Sungguh tak terbayangkan ketika mama menelpon dan berkata, "Adikmu lagi.."
Sungguh aku heran. Sebenarnya siapa yang salah? Asuhan, pribadinya atau lingkungan?
Salah atau tidak memang begitu kenyataannya. Ketiga faktor ini menyokong bagian yang menghasilkan adikku sekarang.
Sebenarnya, saya sendiri sebagai kakak percaya dia tidak sebegitu parahnya seperti yang guru-guru itu katakan. Wajar jika adik saya berkelakuan yang tidak teratur. Wajar bagi setiap anak remaja. Itu adalah tahapan yang sedang mereka lalui. Pencarian jati diri. Mereka mencoba segala sesuatu hingga menemukan apa yang dirasa sebagai pribadi utuhnya. Tingkah laku adik laki-laki saya mungkin agak keterlaluan karena lingkungan sebaya tempat dia bergaul kurang baik menurut keluarga hingga kekenduran pengasuhan di waktu dulu (karena pengawasan sejak dia smp hingga sekarang menurut saya sudah cukup). Hal ini terjadi mungkin saja karena sikapnya yang tidak bisa menolak segala tawaran. Pada akhirnya ia menerima apa saja, baik ataupun buruk.
Lebih dari masalah itu, dia hanya merasa nyaman jika berada di rumah. Keluarga tetap mempercayai dia meski guru-guru terlanjur mempunyai pandangan negatif tentangnya. Saya membela dia karena saya merasa dia tidak diperlakukan pantas sebagai murid. Dia bahkan tidak mempunyai hak pembelaan diri. Mungkin ia terlibat, tetap saja ia mempunyai hak untuk membela diri. Di saat ia tidak terlibat, seakan para gurunya menutup semua matanya. Mereka tetap saja menganggap adik seorang anak bengal.

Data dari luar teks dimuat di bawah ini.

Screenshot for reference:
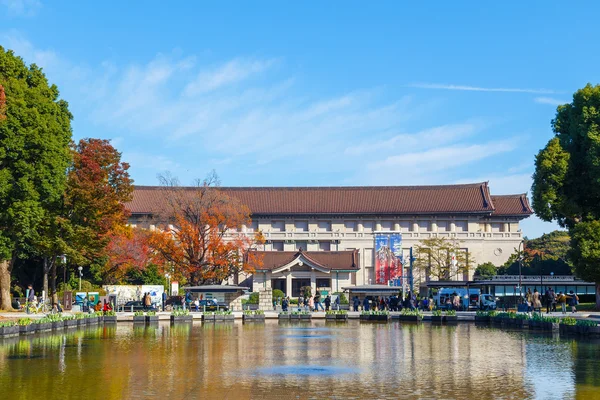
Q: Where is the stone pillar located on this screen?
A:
[258,288,273,311]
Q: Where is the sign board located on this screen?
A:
[102,285,165,305]
[375,233,402,285]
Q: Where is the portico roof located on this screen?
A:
[257,250,360,273]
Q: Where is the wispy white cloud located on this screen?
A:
[533,97,568,106]
[0,0,42,17]
[407,83,557,94]
[184,59,276,96]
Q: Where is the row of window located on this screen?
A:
[246,220,478,232]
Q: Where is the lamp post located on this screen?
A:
[77,267,83,292]
[519,241,523,303]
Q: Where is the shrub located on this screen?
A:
[246,292,258,304]
[333,292,349,304]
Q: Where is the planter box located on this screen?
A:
[325,314,348,322]
[0,325,20,337]
[64,319,77,328]
[171,315,193,323]
[52,321,65,330]
[398,315,423,322]
[242,314,265,322]
[33,322,52,334]
[215,314,235,322]
[360,314,392,322]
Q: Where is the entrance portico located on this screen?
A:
[254,250,360,297]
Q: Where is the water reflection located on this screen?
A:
[0,321,600,399]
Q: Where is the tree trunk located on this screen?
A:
[0,260,13,311]
[50,257,58,304]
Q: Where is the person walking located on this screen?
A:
[568,290,579,313]
[532,289,542,314]
[544,287,552,314]
[315,290,325,311]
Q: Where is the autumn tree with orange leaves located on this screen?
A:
[150,172,264,285]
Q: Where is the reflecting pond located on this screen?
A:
[0,321,600,399]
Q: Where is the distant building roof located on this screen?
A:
[127,182,532,217]
[257,250,360,272]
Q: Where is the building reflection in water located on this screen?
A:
[0,321,600,399]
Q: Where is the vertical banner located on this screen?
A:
[390,233,403,280]
[375,234,390,285]
[375,233,402,285]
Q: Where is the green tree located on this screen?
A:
[0,47,72,309]
[475,262,498,278]
[532,84,600,308]
[413,237,475,280]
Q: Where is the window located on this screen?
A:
[271,221,285,232]
[317,278,331,287]
[317,221,331,232]
[294,221,308,232]
[295,241,308,251]
[381,221,394,231]
[400,221,412,232]
[344,221,356,232]
[454,221,469,232]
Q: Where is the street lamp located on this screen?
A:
[77,267,83,291]
[519,242,523,302]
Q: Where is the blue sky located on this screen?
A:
[0,0,600,237]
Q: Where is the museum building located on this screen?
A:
[127,182,533,297]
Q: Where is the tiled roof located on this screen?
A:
[492,194,533,216]
[258,250,360,271]
[127,182,502,215]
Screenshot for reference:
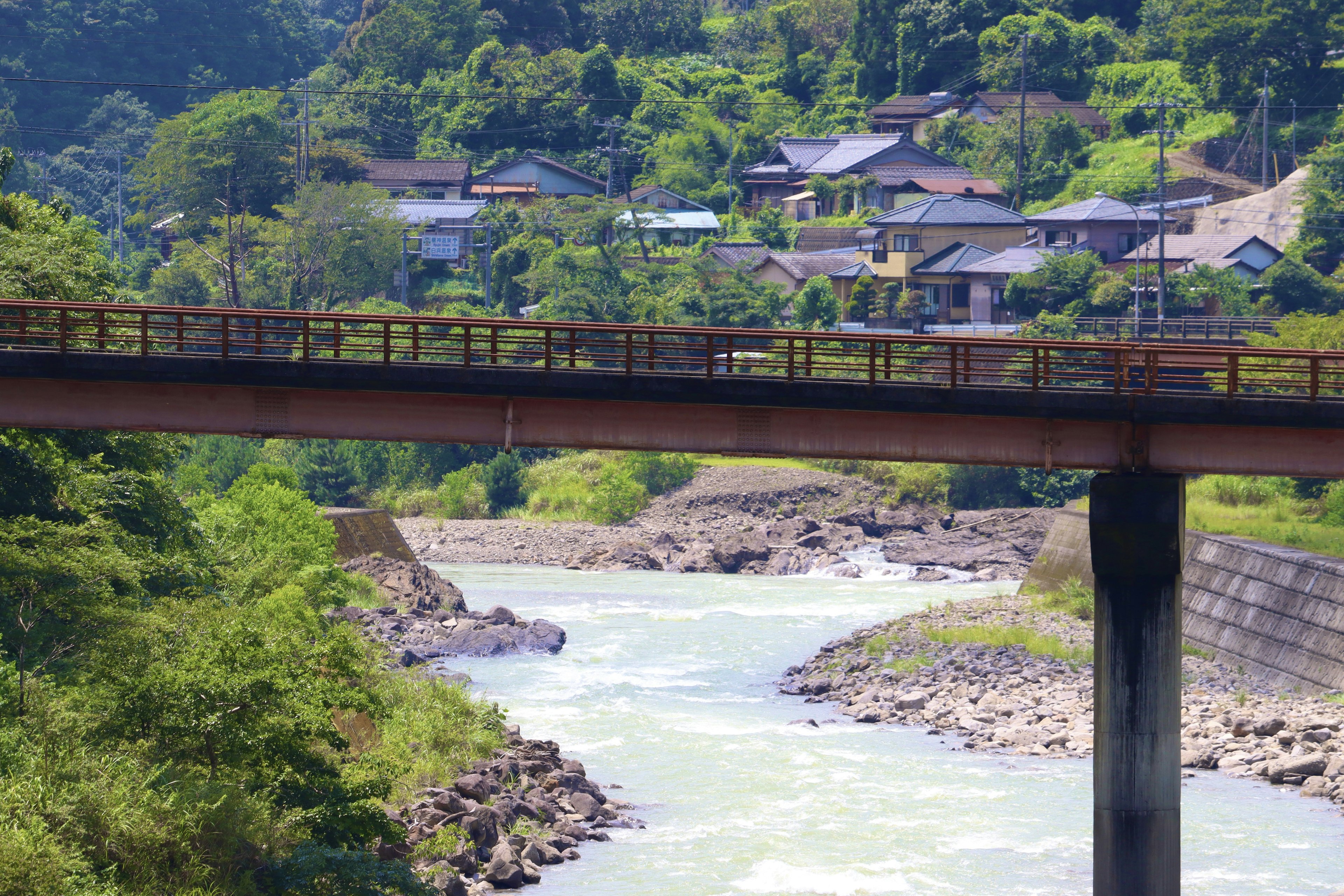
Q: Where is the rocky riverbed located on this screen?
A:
[397,466,1054,582]
[338,556,565,666]
[376,726,644,896]
[779,595,1344,805]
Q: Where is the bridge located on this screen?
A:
[0,301,1344,896]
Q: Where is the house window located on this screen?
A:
[910,284,942,317]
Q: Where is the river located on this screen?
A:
[432,564,1344,896]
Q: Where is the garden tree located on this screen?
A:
[0,146,115,302]
[793,274,840,330]
[333,0,489,85]
[578,43,630,117]
[1171,0,1344,105]
[849,275,878,321]
[583,0,704,56]
[0,0,323,154]
[1172,265,1255,317]
[481,451,527,516]
[481,0,583,52]
[1292,142,1344,273]
[315,66,416,154]
[808,175,836,211]
[298,439,356,506]
[1259,258,1344,314]
[747,205,793,251]
[257,180,405,310]
[853,0,929,101]
[1087,59,1203,137]
[980,9,1125,94]
[188,477,336,601]
[672,261,786,329]
[1004,250,1101,317]
[133,91,289,308]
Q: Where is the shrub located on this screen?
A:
[481,451,523,516]
[621,451,698,494]
[587,463,649,525]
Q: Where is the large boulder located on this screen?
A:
[797,523,868,552]
[434,618,565,657]
[714,529,770,572]
[341,555,466,612]
[1265,752,1331,784]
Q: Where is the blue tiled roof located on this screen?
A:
[910,243,995,274]
[867,194,1027,227]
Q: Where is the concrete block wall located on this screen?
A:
[1024,508,1344,693]
[323,508,415,563]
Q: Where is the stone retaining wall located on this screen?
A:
[323,508,415,563]
[1023,508,1344,693]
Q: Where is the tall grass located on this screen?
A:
[923,625,1093,662]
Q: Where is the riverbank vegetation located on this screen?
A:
[0,430,503,896]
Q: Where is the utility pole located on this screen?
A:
[19,149,51,204]
[1261,69,1269,192]
[1289,99,1297,168]
[1013,32,1036,211]
[117,149,126,263]
[1140,99,1183,322]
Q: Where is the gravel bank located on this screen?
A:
[779,595,1344,805]
[397,466,1054,580]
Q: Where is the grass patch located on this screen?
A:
[1185,494,1344,558]
[923,625,1093,664]
[691,454,819,470]
[886,651,933,672]
[863,634,891,657]
[1032,576,1097,619]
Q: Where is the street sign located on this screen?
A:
[421,234,462,261]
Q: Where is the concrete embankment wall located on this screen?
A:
[1026,508,1344,693]
[323,508,415,563]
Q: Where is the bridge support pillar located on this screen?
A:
[1088,474,1185,896]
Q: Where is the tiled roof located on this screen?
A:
[397,199,488,224]
[710,242,770,270]
[472,152,606,189]
[864,165,974,187]
[1027,196,1176,224]
[364,159,472,184]
[1121,234,1283,263]
[910,243,995,274]
[770,253,853,279]
[742,134,946,177]
[868,91,961,118]
[958,246,1054,274]
[972,90,1110,128]
[831,262,878,279]
[867,194,1027,227]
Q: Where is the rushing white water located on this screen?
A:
[434,564,1344,896]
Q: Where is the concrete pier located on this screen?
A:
[1090,474,1185,896]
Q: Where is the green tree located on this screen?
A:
[481,451,527,516]
[747,205,793,251]
[980,9,1125,97]
[583,0,704,56]
[1169,0,1344,105]
[298,439,356,506]
[793,274,840,329]
[849,275,878,321]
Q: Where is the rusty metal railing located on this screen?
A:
[8,301,1344,400]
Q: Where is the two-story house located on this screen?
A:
[1027,196,1176,263]
[831,195,1028,322]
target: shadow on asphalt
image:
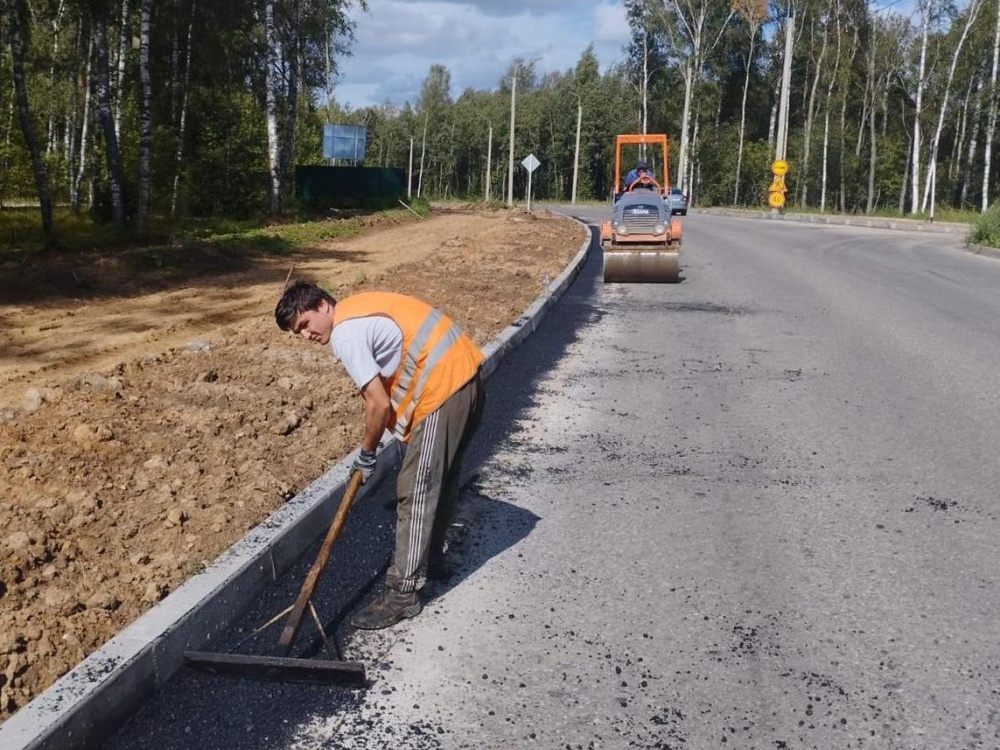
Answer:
[103,227,603,750]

Hei, lihatlah sekeliling. Anak-anak usia remaja memang sedang aneh-anehnya. Ketika mereka salah, tegurlah mereka baik-baik. Berikan nasehat dan contoh perilaku yang menurut kalian baik. Anda sama sekali tidak pantas mencaci maki seorang murid selama berjam-jam di hadapan banyak murid di kelas.
Guru itu panutan. Guru itu model. Murid sangat memperhatikan gurunya. Murid meniru gurunya. Jika anda berani mencaci anak murid yang mungkin tidak tahu permasalahannya serta tidak dapat membela dirinya karena merasa tertekan karena anda, jangan heran jika nantinya akan ada murid yang berani mencaci anda bahkan di depan publik sekalipun.
Sekali lagi saya tekankan, guru itu panutan. Guru itu bagai orang tua dalam setting sekolah.
Guru kencing berdiri, murid kencing berlari!